Work, or Elvis-worship, or even writing, Updike’s “last vice”, can supply this need. But as a Shillington lad, although he had seen the feebleness of the Christian belief of others, Updike “decided I nevertheless would believe…What I felt, in that basement Sunday school…in Shillington, was a clumsy attempt to extend a Yes, a blessing…” and his “poor little art” would become the most obvious and enduring attempt to honour that blessing. He acknowledges that fiction has its dark facets, too, “so my art, like my religion, has a shabby side,” in which he includes these memoirs, and especially his doomed attempt to write about his own spiritual leanings, since religion at its best inclines toward selflessness while his book proclaims Self-Consciousness. One of the most admirable things I found in it, though, is exactly this willingness to face inadequacy, to confront paradox, and to honestly – at times with blazing frankness – account for the changes and chances of his life.

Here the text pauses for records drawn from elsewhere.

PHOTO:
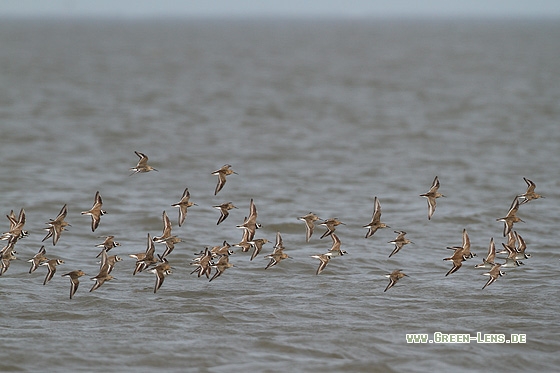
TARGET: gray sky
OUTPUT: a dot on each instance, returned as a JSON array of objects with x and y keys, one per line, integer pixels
[{"x": 348, "y": 8}]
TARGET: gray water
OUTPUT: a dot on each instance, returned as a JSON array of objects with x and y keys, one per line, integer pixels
[{"x": 313, "y": 116}]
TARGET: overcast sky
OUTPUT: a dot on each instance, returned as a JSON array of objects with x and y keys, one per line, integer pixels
[{"x": 348, "y": 8}]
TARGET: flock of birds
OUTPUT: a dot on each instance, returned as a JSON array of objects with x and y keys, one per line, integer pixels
[{"x": 213, "y": 262}]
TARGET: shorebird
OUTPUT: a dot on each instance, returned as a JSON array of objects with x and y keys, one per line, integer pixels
[
  {"x": 324, "y": 258},
  {"x": 250, "y": 224},
  {"x": 494, "y": 273},
  {"x": 95, "y": 212},
  {"x": 465, "y": 247},
  {"x": 74, "y": 280},
  {"x": 101, "y": 277},
  {"x": 57, "y": 225},
  {"x": 309, "y": 220},
  {"x": 161, "y": 270},
  {"x": 170, "y": 245},
  {"x": 7, "y": 254},
  {"x": 183, "y": 205},
  {"x": 244, "y": 243},
  {"x": 530, "y": 194},
  {"x": 457, "y": 259},
  {"x": 431, "y": 195},
  {"x": 513, "y": 256},
  {"x": 203, "y": 263},
  {"x": 375, "y": 222},
  {"x": 331, "y": 226},
  {"x": 222, "y": 264},
  {"x": 511, "y": 217},
  {"x": 16, "y": 227},
  {"x": 108, "y": 261},
  {"x": 224, "y": 249},
  {"x": 222, "y": 173},
  {"x": 146, "y": 259},
  {"x": 488, "y": 262},
  {"x": 257, "y": 245},
  {"x": 394, "y": 276},
  {"x": 399, "y": 242},
  {"x": 51, "y": 266},
  {"x": 38, "y": 259},
  {"x": 108, "y": 244},
  {"x": 224, "y": 210},
  {"x": 335, "y": 248},
  {"x": 278, "y": 254},
  {"x": 166, "y": 233},
  {"x": 142, "y": 165},
  {"x": 521, "y": 254}
]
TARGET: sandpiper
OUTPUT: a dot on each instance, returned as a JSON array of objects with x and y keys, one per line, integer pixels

As he completed his memoir, Updike was back in Shillington in 1989 with his stubbornly alive mother, reflecting anew on his origins and his destinations. He had “the persistent sensation, in…life and art, that I am just beginning” yet knew that, like most artists and other achievers, his best and most definitive work might be behind him. (He was in his late fifties. With the Pulitzer-winning Rabbit at Rest yet to come, he may have proved it wasn’t.) He turns finally, after chapters featuring his various ailments, imperfections and anxieties, to consider the question of happiness. On a December day, walking up the driveway back to his house, he feels as happy as he ever has. He does an inventory: there have been family visits, the grandchildren are soon to come by, a better-than-he’d-though writing project is finished, his memoirs await a leisurely final edit and, lest we forget his unapologetic maleness, there has been another not-to-be-disparaged bout of blissful marital consummation. Orange juice awaits, and the Sunday edition of the Boston Globe is in his hands. He draws in the air between himself and his readers this profound yet offhanded conclusion to a book-long attempt to explain himself:

We feel safe, huddled within human institutions – churches, banks, madrigal groups – but these concoctions melt away at the basic moments. The self’s responsibility, then, is to achieve rapport if not rapture with the giant, cosmic other: to appreciate, let’s say, the walk back from the mailbox.

Or the mind of John Updike. I’ll be back for another tour.